There a several ways of doing this. You could for example:
- Include the content files in your .nuspec and output it accordingly
- Use a ResourceContentManager
In my MonoGame.Forms project i’m doing both.
- .nuspec
-
ResourceContentManager | Loading Data
I hope this helps.
Cheers,
:: Marcel
Yeah, I’ve done this. Nuget will drop the file in the Content folder, but you’ll still need to manually add it to the .mgcb using the Content Pipeline tool. Here’s an example of a shader added in a nuget package:
https://github.com/dmanning23/RenderBuddy/blob/master/RenderBuddy/RenderBuddy.nuspec
Cheers!
Yeah, that’s right.
If possible I would pre-compile the content and directly add the XNB files to the NuGet project. Then it’s easier to load the content in a different project.

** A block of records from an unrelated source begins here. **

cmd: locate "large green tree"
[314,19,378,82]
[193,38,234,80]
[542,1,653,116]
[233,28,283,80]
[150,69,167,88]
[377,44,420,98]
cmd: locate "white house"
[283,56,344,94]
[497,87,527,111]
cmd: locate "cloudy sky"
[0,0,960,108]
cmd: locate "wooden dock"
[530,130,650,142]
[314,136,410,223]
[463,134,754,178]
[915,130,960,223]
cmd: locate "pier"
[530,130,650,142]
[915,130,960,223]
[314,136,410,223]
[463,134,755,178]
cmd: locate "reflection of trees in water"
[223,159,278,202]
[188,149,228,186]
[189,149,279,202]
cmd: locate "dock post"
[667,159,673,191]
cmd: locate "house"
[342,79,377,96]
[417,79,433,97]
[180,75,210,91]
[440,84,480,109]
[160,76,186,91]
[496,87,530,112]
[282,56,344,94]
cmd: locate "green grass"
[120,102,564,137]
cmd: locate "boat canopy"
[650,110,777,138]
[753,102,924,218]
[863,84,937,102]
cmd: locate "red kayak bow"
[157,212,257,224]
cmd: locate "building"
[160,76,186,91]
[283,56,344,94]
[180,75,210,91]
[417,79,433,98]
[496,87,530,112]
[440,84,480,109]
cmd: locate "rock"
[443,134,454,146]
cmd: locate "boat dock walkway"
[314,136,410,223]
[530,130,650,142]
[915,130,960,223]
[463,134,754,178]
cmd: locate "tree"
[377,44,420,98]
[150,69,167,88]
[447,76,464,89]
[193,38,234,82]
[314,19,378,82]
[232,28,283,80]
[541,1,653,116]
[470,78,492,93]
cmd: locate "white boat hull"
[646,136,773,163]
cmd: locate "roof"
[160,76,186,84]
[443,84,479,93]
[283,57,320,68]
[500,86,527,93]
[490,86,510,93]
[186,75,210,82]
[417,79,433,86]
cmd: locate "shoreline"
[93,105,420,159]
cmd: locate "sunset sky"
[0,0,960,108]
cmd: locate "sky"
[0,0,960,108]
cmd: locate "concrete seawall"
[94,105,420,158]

If you don’t want to manually add the files to the .mgcb later you could also do it by generating a content response file programmatically (it’s just a simple .txt file which works like the .mgcb) and then use the MGCB.exe to automatically build the raw content, by running a small batch file like this:
@echo off
cd /d %~d0%~p0
call MGCB.exe /@:Content.txt
echo.
BTW: I created the project MonoGame.RuntimeBuilder to make runtime compilation available. Feel free to check it out.
Thanks for your hints. I’ll be sure to try them later.
Hi devs,
I actually ended up doing it the same way MonoGame ships the builtin effects.